DVT-Bilanz

Mischfutterabsatz im Norden sinkt

Die Mischfutterwerke in Niedersachsen kämpfen mit einer sinkenden Nachfrage. Der Deutsche Verband Tiernahrung erwartet auch im kommenden Jahr ein schwieriges Geschäft.

Die Teilnahme der Landwirte an der Initiative Tierwohl bekommen die Mischfutterwerke zu spüren. Der Deutsche Verband Tiernahrung erwartet, dass die Produktion von Schweinefutter in diesem Jahr um drei Prozent sinken wird. Auch in den Sparten Legehennen und Rinder rechnet der DVT mit sinkenden Absatzmengen, erklärte Geschäftsführer Dr. Hermann-Josef Baaken am Mittwoch bei einer Pressekonferenz des Verbandes in Münster. Die Entwicklung in den einzelnen Regionen sei dabei sehr unterschiedlich. So habe der Schweinefutterabsatz im Osten sogar gesteigert werden können, während er im Verbandsgebiet Nord (Niedersachsen und Bremen) überdurchschnittlich gesunken sei.

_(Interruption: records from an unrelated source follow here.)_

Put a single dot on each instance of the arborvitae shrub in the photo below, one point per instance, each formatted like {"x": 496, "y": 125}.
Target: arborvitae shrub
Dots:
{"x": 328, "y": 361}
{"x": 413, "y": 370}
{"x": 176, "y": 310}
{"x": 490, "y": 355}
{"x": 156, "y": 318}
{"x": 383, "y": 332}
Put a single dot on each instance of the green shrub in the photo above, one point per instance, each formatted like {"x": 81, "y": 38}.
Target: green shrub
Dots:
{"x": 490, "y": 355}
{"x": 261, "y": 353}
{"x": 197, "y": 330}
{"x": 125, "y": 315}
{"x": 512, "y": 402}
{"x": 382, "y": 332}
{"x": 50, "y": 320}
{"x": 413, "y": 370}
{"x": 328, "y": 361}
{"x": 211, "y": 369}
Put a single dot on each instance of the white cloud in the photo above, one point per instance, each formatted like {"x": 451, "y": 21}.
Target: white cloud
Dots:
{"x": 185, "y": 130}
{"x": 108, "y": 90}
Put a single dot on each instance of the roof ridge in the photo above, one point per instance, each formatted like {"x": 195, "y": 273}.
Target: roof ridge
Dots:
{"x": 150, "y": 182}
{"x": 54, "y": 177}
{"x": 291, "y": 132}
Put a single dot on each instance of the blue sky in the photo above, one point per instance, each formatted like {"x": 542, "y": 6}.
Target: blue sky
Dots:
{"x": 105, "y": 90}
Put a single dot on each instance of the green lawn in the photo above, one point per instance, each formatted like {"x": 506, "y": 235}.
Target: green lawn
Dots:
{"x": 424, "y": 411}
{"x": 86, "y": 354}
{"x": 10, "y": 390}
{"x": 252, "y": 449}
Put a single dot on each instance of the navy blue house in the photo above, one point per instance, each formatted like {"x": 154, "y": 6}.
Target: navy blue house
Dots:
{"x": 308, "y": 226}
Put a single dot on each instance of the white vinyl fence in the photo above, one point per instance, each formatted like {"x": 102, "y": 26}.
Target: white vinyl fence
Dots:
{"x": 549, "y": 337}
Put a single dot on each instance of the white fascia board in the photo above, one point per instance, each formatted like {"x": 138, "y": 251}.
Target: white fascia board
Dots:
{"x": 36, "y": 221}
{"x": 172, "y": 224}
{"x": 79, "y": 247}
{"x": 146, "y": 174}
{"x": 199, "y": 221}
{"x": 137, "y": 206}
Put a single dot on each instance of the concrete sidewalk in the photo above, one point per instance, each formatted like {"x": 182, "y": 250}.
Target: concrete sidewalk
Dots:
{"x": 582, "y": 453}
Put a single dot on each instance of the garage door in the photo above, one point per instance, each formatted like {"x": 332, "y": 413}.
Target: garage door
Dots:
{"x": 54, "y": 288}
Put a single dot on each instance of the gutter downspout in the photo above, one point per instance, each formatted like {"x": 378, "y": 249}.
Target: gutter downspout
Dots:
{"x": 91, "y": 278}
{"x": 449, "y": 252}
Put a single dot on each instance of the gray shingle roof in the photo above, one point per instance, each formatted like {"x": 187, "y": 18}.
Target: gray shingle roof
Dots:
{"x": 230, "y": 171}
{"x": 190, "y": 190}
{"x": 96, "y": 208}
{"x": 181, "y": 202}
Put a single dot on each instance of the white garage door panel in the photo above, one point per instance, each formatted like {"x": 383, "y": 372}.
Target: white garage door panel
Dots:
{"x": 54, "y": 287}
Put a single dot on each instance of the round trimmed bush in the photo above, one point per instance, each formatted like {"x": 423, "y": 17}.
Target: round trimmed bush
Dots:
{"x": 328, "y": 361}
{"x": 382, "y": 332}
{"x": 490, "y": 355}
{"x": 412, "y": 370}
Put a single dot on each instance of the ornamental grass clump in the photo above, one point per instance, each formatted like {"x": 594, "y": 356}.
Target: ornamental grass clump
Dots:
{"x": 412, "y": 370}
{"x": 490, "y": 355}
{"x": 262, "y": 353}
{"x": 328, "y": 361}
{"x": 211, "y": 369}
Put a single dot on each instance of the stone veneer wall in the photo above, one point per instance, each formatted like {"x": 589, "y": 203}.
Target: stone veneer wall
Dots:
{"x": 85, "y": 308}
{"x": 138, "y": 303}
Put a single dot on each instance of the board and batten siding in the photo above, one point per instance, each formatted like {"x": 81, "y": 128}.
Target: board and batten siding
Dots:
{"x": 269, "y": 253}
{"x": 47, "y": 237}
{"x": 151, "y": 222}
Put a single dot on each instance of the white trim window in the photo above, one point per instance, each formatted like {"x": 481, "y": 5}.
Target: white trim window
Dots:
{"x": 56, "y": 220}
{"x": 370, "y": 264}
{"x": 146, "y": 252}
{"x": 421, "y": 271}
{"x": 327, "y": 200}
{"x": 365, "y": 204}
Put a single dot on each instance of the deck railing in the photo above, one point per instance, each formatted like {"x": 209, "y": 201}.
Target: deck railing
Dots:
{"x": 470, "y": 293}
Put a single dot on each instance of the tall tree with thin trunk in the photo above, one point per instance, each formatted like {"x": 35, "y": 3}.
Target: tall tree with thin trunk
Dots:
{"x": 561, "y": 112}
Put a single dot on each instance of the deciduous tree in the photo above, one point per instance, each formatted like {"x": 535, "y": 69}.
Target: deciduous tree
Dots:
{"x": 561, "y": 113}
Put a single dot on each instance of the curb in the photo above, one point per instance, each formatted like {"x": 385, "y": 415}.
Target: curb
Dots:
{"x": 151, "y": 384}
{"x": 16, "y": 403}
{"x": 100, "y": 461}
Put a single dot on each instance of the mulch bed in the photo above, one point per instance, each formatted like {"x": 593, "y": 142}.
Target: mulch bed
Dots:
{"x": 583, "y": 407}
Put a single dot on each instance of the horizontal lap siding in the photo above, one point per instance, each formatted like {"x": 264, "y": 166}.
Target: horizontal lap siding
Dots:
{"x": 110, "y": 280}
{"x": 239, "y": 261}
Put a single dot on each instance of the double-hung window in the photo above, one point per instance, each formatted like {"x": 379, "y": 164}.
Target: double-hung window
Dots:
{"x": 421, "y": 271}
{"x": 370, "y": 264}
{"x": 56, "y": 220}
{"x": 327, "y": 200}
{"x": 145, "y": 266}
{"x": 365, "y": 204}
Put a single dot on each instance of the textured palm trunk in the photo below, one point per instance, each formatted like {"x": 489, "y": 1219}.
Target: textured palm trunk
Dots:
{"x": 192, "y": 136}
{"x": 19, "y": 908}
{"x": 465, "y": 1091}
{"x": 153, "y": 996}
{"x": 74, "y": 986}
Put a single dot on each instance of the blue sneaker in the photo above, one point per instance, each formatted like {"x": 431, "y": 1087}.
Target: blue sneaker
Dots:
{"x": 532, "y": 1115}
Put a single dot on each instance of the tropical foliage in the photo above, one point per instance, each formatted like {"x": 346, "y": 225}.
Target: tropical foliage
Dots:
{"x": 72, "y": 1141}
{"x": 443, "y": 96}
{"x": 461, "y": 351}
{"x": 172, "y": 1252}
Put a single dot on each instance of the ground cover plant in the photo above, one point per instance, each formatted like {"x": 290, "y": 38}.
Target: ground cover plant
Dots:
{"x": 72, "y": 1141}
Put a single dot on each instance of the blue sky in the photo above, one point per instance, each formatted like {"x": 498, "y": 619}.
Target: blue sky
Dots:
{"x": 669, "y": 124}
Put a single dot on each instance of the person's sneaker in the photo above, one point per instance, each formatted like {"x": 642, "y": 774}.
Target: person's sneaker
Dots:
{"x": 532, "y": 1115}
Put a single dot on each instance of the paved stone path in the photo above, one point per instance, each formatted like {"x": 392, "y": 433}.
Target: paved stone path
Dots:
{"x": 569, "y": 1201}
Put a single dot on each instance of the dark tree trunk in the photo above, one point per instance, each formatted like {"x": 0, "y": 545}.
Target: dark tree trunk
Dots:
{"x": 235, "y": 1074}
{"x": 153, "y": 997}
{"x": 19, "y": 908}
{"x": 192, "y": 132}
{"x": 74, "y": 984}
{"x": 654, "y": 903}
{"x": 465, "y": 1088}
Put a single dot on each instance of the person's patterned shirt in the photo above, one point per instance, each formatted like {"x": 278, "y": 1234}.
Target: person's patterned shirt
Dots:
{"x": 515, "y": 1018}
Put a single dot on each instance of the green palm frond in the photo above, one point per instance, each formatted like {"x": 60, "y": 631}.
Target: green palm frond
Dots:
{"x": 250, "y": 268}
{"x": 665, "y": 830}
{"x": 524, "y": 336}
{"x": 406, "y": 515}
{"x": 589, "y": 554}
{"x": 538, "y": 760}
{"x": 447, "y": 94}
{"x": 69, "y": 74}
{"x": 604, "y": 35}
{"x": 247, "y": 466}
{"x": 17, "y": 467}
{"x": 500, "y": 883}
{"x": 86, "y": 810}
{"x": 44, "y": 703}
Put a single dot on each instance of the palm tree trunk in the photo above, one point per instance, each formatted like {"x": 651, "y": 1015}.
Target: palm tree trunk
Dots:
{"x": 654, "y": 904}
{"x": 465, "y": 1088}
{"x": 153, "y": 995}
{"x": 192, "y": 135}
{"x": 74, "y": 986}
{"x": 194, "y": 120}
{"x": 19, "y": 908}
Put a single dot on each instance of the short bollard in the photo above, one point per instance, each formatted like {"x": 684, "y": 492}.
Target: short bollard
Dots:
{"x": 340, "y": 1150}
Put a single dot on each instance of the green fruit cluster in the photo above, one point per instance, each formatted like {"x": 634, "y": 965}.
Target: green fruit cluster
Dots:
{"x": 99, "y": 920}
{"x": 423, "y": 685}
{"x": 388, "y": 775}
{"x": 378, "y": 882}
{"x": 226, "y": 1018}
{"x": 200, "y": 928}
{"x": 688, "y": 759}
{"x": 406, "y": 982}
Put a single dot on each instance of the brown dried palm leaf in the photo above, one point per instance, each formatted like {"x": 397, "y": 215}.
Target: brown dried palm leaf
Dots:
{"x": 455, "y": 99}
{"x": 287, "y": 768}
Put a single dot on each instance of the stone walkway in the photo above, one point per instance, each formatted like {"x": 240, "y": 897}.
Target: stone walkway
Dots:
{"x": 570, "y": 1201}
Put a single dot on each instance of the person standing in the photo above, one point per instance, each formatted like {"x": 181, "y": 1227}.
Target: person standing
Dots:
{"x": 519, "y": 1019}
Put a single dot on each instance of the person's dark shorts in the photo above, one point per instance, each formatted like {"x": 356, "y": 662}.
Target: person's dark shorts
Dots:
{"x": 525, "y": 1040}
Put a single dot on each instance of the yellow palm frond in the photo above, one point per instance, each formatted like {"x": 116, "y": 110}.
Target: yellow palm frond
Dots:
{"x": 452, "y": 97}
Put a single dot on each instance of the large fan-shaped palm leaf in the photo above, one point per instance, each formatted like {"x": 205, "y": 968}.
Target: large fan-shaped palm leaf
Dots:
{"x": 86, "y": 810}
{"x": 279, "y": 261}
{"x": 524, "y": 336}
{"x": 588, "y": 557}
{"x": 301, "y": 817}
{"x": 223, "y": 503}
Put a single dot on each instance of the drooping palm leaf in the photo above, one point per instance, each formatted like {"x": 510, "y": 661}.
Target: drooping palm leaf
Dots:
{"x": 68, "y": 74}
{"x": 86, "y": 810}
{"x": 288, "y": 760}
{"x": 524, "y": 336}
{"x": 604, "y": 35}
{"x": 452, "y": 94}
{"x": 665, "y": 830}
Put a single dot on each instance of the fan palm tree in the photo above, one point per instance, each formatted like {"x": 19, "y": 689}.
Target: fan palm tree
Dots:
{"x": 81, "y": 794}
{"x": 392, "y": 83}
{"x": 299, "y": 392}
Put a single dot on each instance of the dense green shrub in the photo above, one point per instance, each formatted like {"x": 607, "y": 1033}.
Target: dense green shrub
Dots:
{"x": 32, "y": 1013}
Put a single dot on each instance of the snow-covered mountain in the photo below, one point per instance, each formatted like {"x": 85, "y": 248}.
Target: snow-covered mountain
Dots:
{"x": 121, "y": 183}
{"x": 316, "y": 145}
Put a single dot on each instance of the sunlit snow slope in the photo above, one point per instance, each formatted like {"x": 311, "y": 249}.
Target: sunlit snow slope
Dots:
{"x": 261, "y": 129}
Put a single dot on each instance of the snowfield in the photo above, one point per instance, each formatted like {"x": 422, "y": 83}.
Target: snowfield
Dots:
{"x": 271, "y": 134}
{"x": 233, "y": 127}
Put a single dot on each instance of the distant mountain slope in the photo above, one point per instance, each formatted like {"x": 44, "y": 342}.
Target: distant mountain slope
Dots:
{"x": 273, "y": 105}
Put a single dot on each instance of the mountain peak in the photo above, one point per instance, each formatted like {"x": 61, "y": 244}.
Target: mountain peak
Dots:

Als Hauptgrund für den sinkenden Absatz für Schweinefutter sieht Baaken die geringe Belegung in den Ställen von Mästern, die sich an der Initiative Tierwohl beteiligen. Wenn im kommenden Jahr weitere Betriebe in das Programm aufgenommen werden, könnte sich dieser Trend 2019 fortsetzten. Nur in Einzelfällen würden Mäster ihre Ställe leer stehen lassen, weil die Güllesilos voll sind. Auf das Gesamtgeschäft haben Engpässe bei der Wirtschaftsdüngerabgabe bisher keine spürbaren Auswirkungen.


In die aktuelle Prognose sind aus dem Mitgliedsbetrieben Daten der Monate Januar bis Oktober eingeflossen. Einen ähnlich starken Rückgang wie bei Schweinen sieht der DVT beim Legehennenfutter, wo nach Jahren des Wachstums „ein Plateau erreicht“ sei, so Baaken. Beim Rinderfutter zeigt die Tendenz ebenfalls nach unten. Verantwortlich für die kleineren Absatzmengen seien die geschrumpften Milchkuhbestände. In der Mastgeflügelhaltung könne der Verbrauch dagegen auf dem aktuellen Niveau gehalten werden.